Férias no Peru – Dia 8 – 12 de maio de 2025 – Laguna Wilcacocha
Em nosso último dia na região de Ancash, Peru, fomos conhecer a Laguna Wilcacocha, na Cordilheira Negra, embora o plano fosse outro.
Depois da longa caminhada até a Laguna 69 (altitude de 4.604m) no dia anterior, imaginamos que estaríamos bem cansados para outra trilha qualquer. Então, planejamos fazer uma visita até o sítio arqueológico de Chavin de Huantar.
Porém, falhamos em não observar que o local não abre às segundas-feiras. E a agência também deixou esse fato passar batido.
No final do dia anterior, após o trekking na Laguna 69, a Edita, da agência Inkaland, nos mandou uma mensagem avisando sobre isso e sugerindo fazermos a trilha até a Laguna Wilcacocha (altitude de 3.725 m e 4h de trilha ida/volta).
Ainda estávamos bem cansados para aceitar mais uma trilha montanha acima, porém ela disse que era possível chegar de carro até a Laguna Wilcacocha. Então concordamos com a substituição do passeio.
Visto que não haveria caminhada e a Laguna Wilcacocha não está tão distante de Huaraz, a saída para o passeio ocorreu um pouco mais tarde, às 8:30h.

Próximo da saída, fizemos o checkout no hotel e solicitamos a guarda de nossas malas.


Chegamos ao local do início da trilha cerca de 30 minutos após deixarmos o hotel. O guia Mario questionou se seguiríamos de carro ou se toparíamos subir por trilha até a Laguna Wilcacocha.
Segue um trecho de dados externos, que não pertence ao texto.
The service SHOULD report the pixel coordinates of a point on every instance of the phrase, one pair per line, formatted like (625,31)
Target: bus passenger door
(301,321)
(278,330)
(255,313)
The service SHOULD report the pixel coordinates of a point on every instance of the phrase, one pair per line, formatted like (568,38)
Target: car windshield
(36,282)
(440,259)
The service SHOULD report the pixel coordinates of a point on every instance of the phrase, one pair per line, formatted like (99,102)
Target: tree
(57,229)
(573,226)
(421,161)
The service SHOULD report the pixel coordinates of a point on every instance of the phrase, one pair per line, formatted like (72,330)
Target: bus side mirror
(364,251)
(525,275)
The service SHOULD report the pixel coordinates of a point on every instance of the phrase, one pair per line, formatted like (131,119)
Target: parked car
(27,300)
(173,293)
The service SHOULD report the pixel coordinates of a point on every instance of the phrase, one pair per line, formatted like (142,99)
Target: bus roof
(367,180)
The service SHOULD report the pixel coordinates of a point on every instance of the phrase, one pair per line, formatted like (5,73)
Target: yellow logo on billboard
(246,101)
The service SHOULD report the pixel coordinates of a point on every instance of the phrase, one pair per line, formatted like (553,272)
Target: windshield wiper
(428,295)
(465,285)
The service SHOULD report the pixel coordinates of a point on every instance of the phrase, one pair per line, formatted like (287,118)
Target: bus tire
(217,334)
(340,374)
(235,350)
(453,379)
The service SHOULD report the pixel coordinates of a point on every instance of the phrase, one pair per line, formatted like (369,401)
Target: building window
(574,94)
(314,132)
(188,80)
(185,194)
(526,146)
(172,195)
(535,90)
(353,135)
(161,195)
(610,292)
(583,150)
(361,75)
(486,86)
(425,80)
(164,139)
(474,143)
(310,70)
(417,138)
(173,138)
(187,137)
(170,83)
Não estávamos tão exaustos como imaginávamos, mas optamos por seguir de carro.
Então, seguimos por uma estradinha de terra batida, estreita em sua maior parte, fazendo zigue-zague até o topo da montanha.
Ali da Laguna Wilcacocha, na Cordilheira Negra, temos uma ampla visão dos picos da Cordilheira Branca.

A lagoa em si não é um deslumbre, mas…

…em conjunto com a Cordilheira Branca ao fundo e o céu azul, o visual é espetacular!



Também dá pra ver parte da estrada e dos arredores de Huaraz.

Fizemos diversas fotos na Laguna Wilcacocha, comemos o lanche providenciado pela agência e decidimos voltar para o hotel, cuja volta foi um pouco mais demorada porque uma escavadeira estava trabalhando em alguma obra, bloquaando totalmente a estrada.











A nossa viagem de volta para Lima estava marcada para 22:30h. Não contávamos que o passeio do último dia acabaria tão rápido. Então ficamos caminhando por Huaraz, passando por algumas praças e igrejas. Almoçamos num lugar chamado Don Pepe’s.
Pedimos uma porção de frango com fritas, acompanhada de uma bebida local sem álcool chamada Chicha Morada (feita com milho roxo, frutas, especiarias e limão).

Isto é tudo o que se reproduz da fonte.